使用更少的内存从最小二乘拟合中获取残差

Question

I'm fitting least squares models with the same predictor and a large number of responses, and all I need are the residuals. The qr.resid function is the simplest I've found to do this, but it takes more memory than necessary because the Fortran code inside of it returns some unnecessary things which are discarded before qr.resid returns the result.

This means that when the number of responses is big enough, my system has to start swapping memory and it takes a very long time to get to the answer. Doing it one by one (with a loop in R) is faster because it doesn't swap, but is (presumably) slower than it would be to do the whole thing in a vectorized way.

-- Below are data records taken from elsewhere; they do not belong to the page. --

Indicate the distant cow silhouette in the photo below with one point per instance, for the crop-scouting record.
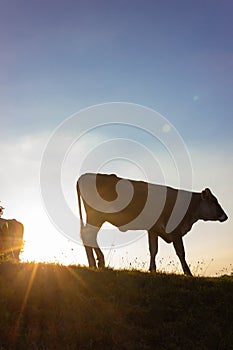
(136, 205)
(11, 238)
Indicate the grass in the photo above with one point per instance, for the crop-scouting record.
(48, 306)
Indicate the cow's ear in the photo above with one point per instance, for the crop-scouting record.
(206, 193)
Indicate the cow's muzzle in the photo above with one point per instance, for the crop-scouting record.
(223, 218)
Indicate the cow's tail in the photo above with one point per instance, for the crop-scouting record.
(79, 206)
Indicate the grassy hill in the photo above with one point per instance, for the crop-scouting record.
(56, 307)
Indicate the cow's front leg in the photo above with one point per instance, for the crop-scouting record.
(153, 247)
(179, 248)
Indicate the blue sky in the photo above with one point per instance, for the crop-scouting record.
(58, 57)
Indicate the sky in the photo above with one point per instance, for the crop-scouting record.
(60, 57)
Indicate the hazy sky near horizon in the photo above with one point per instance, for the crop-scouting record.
(175, 57)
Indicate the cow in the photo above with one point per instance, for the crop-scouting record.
(11, 238)
(163, 211)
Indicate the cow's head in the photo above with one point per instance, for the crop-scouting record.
(210, 208)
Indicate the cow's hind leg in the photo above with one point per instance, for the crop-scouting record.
(153, 247)
(89, 238)
(179, 248)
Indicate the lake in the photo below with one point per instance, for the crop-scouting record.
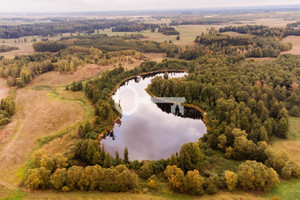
(151, 129)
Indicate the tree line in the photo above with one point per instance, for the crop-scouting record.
(246, 46)
(260, 30)
(7, 109)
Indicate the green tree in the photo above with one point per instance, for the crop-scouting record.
(108, 161)
(126, 158)
(59, 178)
(231, 180)
(194, 183)
(282, 128)
(190, 156)
(38, 178)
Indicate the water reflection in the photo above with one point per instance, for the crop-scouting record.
(151, 131)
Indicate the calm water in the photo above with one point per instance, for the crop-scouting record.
(149, 130)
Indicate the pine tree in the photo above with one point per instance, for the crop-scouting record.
(126, 158)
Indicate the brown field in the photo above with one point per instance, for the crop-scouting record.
(4, 89)
(39, 113)
(295, 40)
(24, 49)
(231, 33)
(292, 144)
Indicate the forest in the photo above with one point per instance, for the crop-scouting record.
(59, 27)
(247, 46)
(260, 30)
(4, 48)
(244, 108)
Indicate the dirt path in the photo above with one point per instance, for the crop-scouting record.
(4, 89)
(38, 115)
(295, 40)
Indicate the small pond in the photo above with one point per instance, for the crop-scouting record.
(151, 129)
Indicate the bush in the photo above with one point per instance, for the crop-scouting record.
(295, 111)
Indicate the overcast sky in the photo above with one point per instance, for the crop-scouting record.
(105, 5)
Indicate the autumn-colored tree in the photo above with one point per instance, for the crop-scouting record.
(254, 175)
(231, 179)
(175, 178)
(194, 183)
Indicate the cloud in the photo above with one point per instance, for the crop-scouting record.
(104, 5)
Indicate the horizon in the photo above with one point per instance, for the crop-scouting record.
(90, 6)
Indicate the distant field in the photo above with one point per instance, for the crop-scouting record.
(292, 144)
(25, 48)
(296, 45)
(289, 189)
(4, 89)
(231, 33)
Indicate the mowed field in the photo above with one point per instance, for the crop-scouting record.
(4, 89)
(42, 110)
(295, 40)
(47, 117)
(289, 189)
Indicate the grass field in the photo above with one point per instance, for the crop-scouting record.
(289, 189)
(4, 89)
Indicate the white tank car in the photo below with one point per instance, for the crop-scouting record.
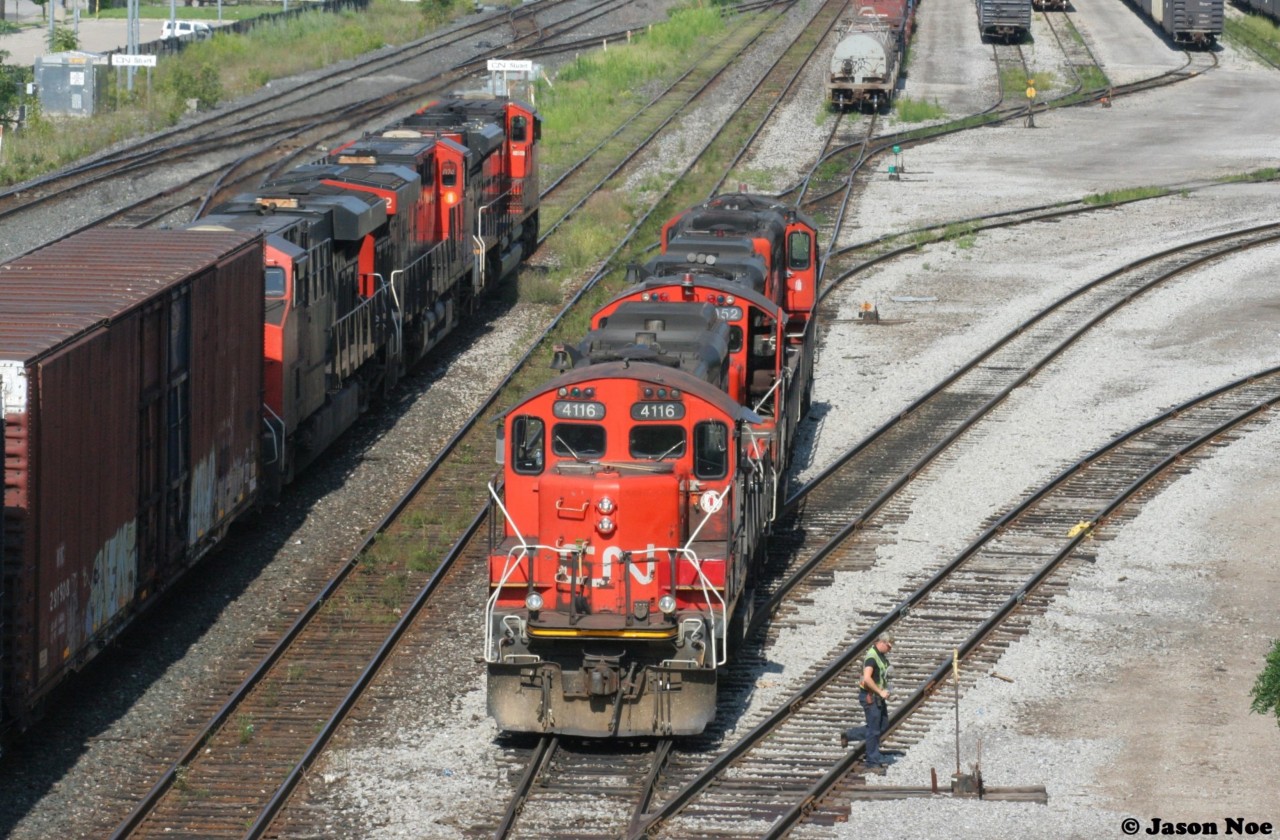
(864, 67)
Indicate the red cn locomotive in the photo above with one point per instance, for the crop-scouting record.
(639, 485)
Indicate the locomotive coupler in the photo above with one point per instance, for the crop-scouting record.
(603, 674)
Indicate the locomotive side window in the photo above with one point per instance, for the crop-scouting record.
(526, 444)
(711, 450)
(577, 441)
(656, 443)
(798, 251)
(274, 281)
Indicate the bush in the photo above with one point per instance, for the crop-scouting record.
(200, 83)
(64, 40)
(1266, 690)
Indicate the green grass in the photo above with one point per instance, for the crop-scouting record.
(618, 80)
(918, 110)
(214, 71)
(1255, 32)
(1270, 173)
(1013, 82)
(1120, 196)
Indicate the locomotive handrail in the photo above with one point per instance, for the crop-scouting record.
(517, 555)
(277, 444)
(397, 311)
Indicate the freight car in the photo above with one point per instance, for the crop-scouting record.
(1191, 22)
(132, 379)
(639, 485)
(1009, 21)
(868, 56)
(156, 386)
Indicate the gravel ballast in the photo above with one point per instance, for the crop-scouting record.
(1129, 695)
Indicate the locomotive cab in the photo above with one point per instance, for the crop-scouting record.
(621, 530)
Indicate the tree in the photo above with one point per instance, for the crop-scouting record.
(64, 40)
(1266, 690)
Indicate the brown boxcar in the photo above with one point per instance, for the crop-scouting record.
(131, 364)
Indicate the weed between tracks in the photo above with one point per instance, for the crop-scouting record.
(1119, 196)
(213, 71)
(917, 110)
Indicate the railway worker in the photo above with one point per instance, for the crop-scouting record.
(873, 695)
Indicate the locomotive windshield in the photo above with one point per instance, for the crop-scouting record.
(526, 444)
(577, 441)
(656, 443)
(273, 281)
(798, 251)
(711, 450)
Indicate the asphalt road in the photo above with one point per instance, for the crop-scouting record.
(95, 36)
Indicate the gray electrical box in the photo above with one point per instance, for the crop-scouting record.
(72, 83)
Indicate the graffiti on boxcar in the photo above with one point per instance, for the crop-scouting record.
(213, 498)
(115, 571)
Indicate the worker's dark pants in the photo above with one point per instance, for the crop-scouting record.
(877, 712)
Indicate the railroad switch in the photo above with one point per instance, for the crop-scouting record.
(965, 784)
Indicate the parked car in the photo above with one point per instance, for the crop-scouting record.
(186, 30)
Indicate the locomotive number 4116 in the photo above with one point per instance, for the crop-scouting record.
(570, 410)
(657, 411)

That is, this version is faster when y is small enough not to cause swapping:

reslsfit1 <- function (x, y) {
  qr.resid(qr(x),y)
}

But this version is faster for large y because it doesn't swap:

reslsfit2 <- function (x, y) {
  x <- unname(x)
  y <- unname(y)
  out <- matrix(NA, ncol=ncol(y), nrow=nrow(y))
  qrx <- qr(x)
  for(i in 1:ncol(y)) {out[,i] <- qr.resid(qrx, y[,i])}
  out
}

Any suggestions? I'd prefer to use an existing function (or at least, an existing algorithm) rather than rolling my own because of the potential for numerical issues.

Here's code that recreates the issue; you'll have to make N big enough for your system.

set.seed(5)
n <- 1000
N <- 10000 # make this big enough for your system to swap
y <- matrix(rnorm(n*N), ncol=N)
x <- rnorm(n)
r1 <- reslsfit1(x,y)
r2 <- reslsfit2(x,y)

Answer 1

Interestingly, qr.fitted and qr.coef don't seem to take as much memory, so either of these work for me without running out memory. The qr.coef version seems slightly faster.

reslsfit3 <- function(x,y) { y - qr.fitted(qr(x), y) }
reslsfit4 <- function(x,y) { y - A %*% qr.coef(qr(x), y) }

Answer 2

Why does your y-variable have many columns and your x-variable only one? Did you get them mixed up?

Does lsfit do any better, say via lsfit()$residuals? It still uses qr decomposition, so it may not help.